Gurre-Lieder en Milán
Septiembre 16, 2024. Partitura grandiosa, exuberante y monumental los Gurre-Lieder de Arnold Schönberg (1874-1951) vuelven al Teatro alla Scala después de medio siglo. La única vez que esta extraordinaria obra maestra se pudo escuchar en la sala del Piermarini fue en 1973 bajo la batuta de Zubin Mehta.
De compleja realización e interpretada raramente a causa de las enormes dimensiones del conjunto previsto, los Gurre-Lieder fueron programados en el teatro milanés en ocasión del 150 aniversario del nacimiento del compositor. Además de la Orquesta y el Coro del Teatro alla Scala, estuvo también involucrado el Chor des Bayerischen Rundfunks.
Las canciones fueron compuestas entre 1900 y 1911 en un periodo de profundos cambios y renovación de su estilo propio, y su debut tuvo lugar en la sala Grosser Musikvereinssaal de Viena, en febrero de 1913, con un éxito triunfal. Aunque el músico vienés poco a poco metió a punto la técnica innovadora de componer con los doce sonidos (“dodecafonía”, como a él no le gustaba que fuese llamada), nunca los negará. Por el contrario, los consideraría un hito fundamental en la evolución de su propio lenguaje.

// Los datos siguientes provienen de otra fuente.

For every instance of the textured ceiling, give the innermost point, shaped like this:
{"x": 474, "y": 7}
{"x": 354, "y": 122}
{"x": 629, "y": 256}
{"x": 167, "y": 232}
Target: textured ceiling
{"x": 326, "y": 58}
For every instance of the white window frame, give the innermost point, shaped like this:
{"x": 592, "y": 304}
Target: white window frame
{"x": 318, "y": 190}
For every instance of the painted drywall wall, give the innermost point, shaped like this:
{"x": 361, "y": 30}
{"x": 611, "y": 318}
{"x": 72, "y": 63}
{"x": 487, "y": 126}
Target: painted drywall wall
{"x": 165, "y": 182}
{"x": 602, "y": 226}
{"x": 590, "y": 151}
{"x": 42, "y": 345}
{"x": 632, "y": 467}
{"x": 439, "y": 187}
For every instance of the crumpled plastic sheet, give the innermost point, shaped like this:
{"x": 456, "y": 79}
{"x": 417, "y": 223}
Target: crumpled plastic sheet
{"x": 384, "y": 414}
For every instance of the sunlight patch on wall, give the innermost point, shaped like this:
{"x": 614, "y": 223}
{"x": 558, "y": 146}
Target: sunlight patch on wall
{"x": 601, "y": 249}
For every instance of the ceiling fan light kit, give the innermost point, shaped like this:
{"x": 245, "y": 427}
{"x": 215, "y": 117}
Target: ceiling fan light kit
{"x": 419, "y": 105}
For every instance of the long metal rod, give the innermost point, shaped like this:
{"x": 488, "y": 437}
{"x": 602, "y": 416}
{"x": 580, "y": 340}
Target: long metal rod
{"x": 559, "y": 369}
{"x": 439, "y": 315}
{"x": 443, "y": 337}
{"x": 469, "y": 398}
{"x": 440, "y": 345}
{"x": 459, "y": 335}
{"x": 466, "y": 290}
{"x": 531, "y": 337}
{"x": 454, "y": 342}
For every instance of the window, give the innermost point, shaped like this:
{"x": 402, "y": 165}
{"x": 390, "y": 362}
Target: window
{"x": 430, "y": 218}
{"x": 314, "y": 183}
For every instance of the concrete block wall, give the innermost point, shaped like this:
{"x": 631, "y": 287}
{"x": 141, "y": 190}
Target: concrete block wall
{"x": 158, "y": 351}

En palabras del propio Schönberg: «Esta obra es la clave de toda mi evolución y me hace entender cómo todo a continuación iba a suceder así». La partitura de los Gurre-Lieder tiene un claro sello romántico tardío, impregnado de wagnerismo hasta la médula, probablemente el último homenaje a un período de la historia de la música que entonces se acercaba a su ocaso.
¡Cómo no encontrar en la leyenda nórdica de amor y muerte entre el rey Waldemar y la delicada Tove, ecos tristanianos! Pero también Brahms y Mahler fueron modelos para Schönberg, el cual logró transportar al oyente a un mundo poético naturalista de belleza interior, y supo seducir con un uso sapiente de timbres orquestales. Un manejo virtuosístico de la técnica del Leitmotiv luego sirve de unión para los diversos episodios vocales que se suceden intercalados por breves e intensos interludios.
En el podio, Riccardo Chailly mantuvo con firmeza y rigor las riendas de la imponente partitura, sin ceder a efectos decadentes fáciles, exhibiendo una carga dramática explosiva y capturando sobre todo los aspectos expresionistas de la partitura, que nos sumergió en una atmósfera nocturna y visionaria. Por tanto, Chailly miró hacia adelante, viendo lo que habría sido, y esto se notó especialmente en la tercera parte de la obra, instrumentada por Schönberg tras sus primeras experiencias atonales. Aquí, el director milanés regaló páginas de rara complejidad y tensión dramática con extrema lucidez y nitidez.
Cada interludio fue cincelado a través de un análisis meticuloso y refinado. Chailly supo mantener siempre viva la narración, estimulando, incitando, y exhortando implacablemente a la óptima Orquesta del Teatro alla Scala. De alto nivel estuvo el elenco, en el que Andreas Schager personificó a un Waldemar con voz segura, robusta, y con un squillo fuera de lo común. Probablemente Schager es el único y verdadero Heldentenor hoy en día. El tenor alemán superó con aparente simplicidad las dificultades que están diseminadas en su parte llegando a lo más alto con naturaleza.
Camilla Nylund, experta en el canto wagneriano, mostró un hermoso timbre y musicalidad perfeccionando las preciosas frases musicales confiadas a la dulcísima Tove. Acento esculpido y perfecta dicción tuvo Okka von der Damerau, quien cantó la pieza más célebre, Lied der Waldtaube (El canto de la paloma del bosque) con intensidad, emoción y teatralidad, esa teatralidad de la que efectivamente no careció Michael Volle, quien también es un célebre intérprete wagneriano (y que será Wotan en el próximo Ring scaligero), intérprete que aquí tuvo dos papeles en la tercera parte de la obra: el campesino y la voz recitante en el episodio en forma de melólogo, un episodio en el que la recitación toma la forma de una especie de Sprechgesang, abriéndose así a esas nuevas perspectivas en la relación entre la palabra y la música que Schönberg supo aprovechar al máximo en los años posteriores. Volle, con su timbre cálido y viril, puso en evidencia un canto matizado y comunicativo.
Norbert Ernst se desenvolvió con agilidad, ligereza y humorismo en la parte del Bufón Klaus. Y aquí, finalmente, el merecido aplauso para Alberto Malazzi y Peter Dijkstra por haber preparado a sus dos coros con lo mejor de sus posibilidades, en páginas muy intrincadas y de gran dificultad, para una velada que será seguramente para recordar.